Claude Opus 4.7

Model quality vs 4.6

  • Many report 4.6 became noticeably “dumber” or erratic in the weeks before 4.7, especially in coding and real‑world assistant tasks; others say they saw no degradation and cite external benchmarks showing stability.
  • Early 4.7 feedback is mixed: some see clear coding improvements (especially at high/xhigh effort), others say it feels as weak or sloppier than late‑4.6, with more over‑engineering and hallucinations in niche domains.
  • Several note that behavior changes may come more from harness/system‑prompt tweaks (Claude Code, adaptive thinking) than from the raw model.

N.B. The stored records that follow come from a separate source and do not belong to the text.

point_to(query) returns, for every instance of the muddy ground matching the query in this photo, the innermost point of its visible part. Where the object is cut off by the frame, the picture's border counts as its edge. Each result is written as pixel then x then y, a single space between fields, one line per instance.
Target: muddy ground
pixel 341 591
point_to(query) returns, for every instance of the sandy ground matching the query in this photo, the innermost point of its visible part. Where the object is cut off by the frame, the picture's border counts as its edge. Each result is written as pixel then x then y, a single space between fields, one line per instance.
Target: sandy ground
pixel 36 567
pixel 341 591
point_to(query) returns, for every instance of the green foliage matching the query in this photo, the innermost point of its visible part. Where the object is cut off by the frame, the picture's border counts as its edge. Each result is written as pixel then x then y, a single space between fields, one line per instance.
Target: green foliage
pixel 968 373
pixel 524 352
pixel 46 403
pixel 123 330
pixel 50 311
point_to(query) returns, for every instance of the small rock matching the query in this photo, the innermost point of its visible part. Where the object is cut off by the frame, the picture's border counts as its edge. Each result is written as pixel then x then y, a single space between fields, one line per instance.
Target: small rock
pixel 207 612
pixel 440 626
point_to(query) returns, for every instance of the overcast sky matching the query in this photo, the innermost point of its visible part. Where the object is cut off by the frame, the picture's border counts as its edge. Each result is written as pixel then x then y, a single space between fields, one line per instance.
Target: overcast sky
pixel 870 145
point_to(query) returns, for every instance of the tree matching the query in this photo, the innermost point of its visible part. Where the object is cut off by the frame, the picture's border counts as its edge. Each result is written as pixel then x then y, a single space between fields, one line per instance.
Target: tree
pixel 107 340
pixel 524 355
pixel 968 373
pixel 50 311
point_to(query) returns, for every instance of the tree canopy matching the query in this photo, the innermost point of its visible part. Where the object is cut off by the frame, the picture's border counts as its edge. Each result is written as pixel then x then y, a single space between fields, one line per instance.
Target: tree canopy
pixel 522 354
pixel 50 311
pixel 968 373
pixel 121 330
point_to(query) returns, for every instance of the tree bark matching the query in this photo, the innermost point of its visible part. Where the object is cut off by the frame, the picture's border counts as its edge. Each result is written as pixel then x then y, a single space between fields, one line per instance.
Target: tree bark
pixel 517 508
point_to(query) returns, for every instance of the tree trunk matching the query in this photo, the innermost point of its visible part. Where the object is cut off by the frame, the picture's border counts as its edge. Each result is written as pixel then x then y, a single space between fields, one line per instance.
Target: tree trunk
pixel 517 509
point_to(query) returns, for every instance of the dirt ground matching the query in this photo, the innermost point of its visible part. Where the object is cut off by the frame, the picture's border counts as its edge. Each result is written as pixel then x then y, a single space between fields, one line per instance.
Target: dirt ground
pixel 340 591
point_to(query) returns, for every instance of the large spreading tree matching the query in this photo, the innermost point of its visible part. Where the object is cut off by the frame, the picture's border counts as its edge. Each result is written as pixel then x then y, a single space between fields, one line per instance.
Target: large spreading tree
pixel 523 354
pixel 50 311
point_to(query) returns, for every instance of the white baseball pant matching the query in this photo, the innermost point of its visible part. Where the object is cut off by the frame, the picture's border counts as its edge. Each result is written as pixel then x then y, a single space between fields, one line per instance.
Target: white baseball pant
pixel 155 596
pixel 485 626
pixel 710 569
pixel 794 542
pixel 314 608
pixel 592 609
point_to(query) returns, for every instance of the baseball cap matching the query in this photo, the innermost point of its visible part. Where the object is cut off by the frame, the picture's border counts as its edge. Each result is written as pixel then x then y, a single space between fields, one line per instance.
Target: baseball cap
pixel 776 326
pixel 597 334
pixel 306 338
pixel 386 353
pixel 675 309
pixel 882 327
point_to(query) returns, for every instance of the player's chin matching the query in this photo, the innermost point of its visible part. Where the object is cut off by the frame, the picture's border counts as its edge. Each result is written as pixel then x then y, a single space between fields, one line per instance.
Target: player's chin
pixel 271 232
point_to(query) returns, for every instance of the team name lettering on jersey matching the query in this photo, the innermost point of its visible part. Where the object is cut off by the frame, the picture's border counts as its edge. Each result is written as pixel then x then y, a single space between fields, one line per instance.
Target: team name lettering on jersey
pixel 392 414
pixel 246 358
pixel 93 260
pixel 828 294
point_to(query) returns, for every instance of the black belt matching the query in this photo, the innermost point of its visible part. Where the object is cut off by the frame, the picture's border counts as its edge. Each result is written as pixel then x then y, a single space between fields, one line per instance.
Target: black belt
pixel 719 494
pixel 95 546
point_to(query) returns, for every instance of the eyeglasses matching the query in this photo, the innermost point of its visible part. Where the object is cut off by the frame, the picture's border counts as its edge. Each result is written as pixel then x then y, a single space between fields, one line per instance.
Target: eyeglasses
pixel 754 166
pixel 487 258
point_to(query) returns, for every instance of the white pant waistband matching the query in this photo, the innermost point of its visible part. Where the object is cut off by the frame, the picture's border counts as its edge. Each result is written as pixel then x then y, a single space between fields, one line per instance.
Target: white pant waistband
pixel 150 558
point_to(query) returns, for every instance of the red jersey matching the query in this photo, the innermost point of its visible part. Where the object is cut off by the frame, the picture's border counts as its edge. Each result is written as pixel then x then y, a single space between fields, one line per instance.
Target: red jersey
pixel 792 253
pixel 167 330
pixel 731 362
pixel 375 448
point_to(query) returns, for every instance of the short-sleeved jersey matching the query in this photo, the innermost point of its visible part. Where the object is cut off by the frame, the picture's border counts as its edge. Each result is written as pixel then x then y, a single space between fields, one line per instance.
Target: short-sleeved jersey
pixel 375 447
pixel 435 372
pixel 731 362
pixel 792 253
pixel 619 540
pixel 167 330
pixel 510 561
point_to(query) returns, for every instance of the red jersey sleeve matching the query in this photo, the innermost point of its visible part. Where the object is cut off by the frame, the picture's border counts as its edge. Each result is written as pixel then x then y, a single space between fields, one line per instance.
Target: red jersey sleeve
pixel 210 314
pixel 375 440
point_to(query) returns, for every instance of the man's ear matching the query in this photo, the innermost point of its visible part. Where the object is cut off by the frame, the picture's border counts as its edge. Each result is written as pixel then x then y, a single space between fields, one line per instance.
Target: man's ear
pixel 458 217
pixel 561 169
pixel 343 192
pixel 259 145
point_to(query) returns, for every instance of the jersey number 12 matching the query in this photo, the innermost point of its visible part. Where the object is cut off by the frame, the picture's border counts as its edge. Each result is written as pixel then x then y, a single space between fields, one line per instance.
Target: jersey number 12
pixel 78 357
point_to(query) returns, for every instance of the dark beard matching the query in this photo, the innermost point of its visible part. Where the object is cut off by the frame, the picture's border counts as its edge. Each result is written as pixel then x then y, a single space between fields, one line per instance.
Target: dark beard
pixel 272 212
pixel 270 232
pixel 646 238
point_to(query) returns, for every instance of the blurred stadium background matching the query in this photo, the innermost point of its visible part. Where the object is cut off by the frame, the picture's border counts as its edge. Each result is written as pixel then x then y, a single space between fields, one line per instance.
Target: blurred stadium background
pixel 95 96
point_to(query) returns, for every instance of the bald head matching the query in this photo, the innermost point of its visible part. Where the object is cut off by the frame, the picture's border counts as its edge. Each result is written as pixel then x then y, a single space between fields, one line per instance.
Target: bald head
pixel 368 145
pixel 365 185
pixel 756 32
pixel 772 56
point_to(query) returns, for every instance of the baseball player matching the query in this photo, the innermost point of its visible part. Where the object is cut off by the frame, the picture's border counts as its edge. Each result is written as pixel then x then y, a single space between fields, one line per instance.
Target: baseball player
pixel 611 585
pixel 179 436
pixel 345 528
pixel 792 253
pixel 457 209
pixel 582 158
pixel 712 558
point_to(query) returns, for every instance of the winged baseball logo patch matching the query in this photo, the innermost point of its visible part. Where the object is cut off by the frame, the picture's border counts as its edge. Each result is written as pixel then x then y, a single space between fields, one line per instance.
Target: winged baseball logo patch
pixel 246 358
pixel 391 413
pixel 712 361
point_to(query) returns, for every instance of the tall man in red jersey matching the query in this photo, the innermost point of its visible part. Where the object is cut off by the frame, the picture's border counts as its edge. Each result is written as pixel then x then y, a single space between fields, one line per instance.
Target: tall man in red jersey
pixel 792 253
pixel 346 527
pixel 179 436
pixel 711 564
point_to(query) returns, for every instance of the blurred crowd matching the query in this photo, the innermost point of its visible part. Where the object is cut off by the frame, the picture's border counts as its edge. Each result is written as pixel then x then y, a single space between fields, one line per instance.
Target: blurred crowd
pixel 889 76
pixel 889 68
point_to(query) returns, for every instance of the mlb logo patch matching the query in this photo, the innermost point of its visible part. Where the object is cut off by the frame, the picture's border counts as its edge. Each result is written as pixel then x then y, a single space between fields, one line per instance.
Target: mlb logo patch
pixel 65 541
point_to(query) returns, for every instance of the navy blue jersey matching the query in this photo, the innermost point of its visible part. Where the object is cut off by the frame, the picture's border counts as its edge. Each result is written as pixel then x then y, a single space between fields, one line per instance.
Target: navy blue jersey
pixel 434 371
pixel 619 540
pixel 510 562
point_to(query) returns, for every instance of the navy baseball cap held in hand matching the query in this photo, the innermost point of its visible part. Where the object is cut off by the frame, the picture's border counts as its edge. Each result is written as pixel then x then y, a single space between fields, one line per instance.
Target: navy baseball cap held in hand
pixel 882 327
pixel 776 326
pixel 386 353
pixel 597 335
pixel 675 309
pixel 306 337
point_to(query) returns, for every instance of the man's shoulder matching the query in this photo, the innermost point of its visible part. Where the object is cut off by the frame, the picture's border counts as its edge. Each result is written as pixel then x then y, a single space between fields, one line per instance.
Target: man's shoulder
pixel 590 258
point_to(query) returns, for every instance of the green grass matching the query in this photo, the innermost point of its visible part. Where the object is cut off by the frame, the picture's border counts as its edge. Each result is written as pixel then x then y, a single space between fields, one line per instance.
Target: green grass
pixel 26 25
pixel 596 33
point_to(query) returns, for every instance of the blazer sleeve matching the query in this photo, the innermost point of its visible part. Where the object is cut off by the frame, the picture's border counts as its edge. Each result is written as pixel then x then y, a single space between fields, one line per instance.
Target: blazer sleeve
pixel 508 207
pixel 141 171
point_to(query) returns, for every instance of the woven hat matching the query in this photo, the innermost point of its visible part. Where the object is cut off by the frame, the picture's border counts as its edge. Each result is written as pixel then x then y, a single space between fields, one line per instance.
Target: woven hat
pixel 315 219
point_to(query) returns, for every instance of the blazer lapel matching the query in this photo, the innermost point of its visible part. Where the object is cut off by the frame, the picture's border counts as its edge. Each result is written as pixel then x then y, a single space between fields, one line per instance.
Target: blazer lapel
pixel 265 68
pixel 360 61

Tokens, limits, and pricing

  • Strong frustration with opaque session/weekly limits, sudden “burning” of 5‑hour windows in minutes, and perceived “token shrinkage.”
  • The new tokenizer can increase token counts by up to ~35% for the same text; combined with raised default effort (xhigh) this is expected to raise effective costs, especially for agentic coding.
  • Some users carefully manage context, prompts, and effort to stay within limits; others feel like they’re “calorie counting” and are anxious about usage bars.

Cybersecurity safeguards & malware checks

  • 4.7 explicitly has reduced cyber capabilities and new filters blocking “high‑risk cybersecurity uses.”
  • Security researchers fear this will cripple legitimate work (bug bounties, reverse engineering), especially combined with a separate “Cyber Verification Program” and incoming ID verification.
  • In Claude Code, 4.7 repeatedly checks if every file is malware and sometimes refuses to modify benign code due to over‑strict injected prompts; this is widely criticized as token‑wasting and workflow‑breaking.

Mythos, safety story, and trust

  • Many suspect 4.7 is a nerfed or distilled version of Mythos, with the “too powerful / safety testing first” narrative compared to earlier GPT‑2‑style hype.
  • There is skepticism that “safeguards” vs. “lack of compute” and cost concerns are being blurred; some feel silently nerfed models and vague communication have eroded trust.
  • Others argue Anthropic is genuinely capacity‑constrained and trying to buy time to patch vulnerabilities before broadly releasing Mythos‑class models.

Competition and tooling

  • Large contingent reports migrating to or experimenting with OpenAI Codex, Gemini, Qwen, and local models, often citing:
    • More stable day‑to‑day behavior and higher limits.
    • Better transparency and review flows in some harnesses.
  • Others still prefer Claude for initial feature implementation and use Codex/GPT as reviewers, or run multiple agents that cross‑check each other.
  • Claude Code itself gets criticism for flicker, permissions friction, hidden thought output, brittle malware prompts, and breaking changes around adaptive thinking and reasoning summaries.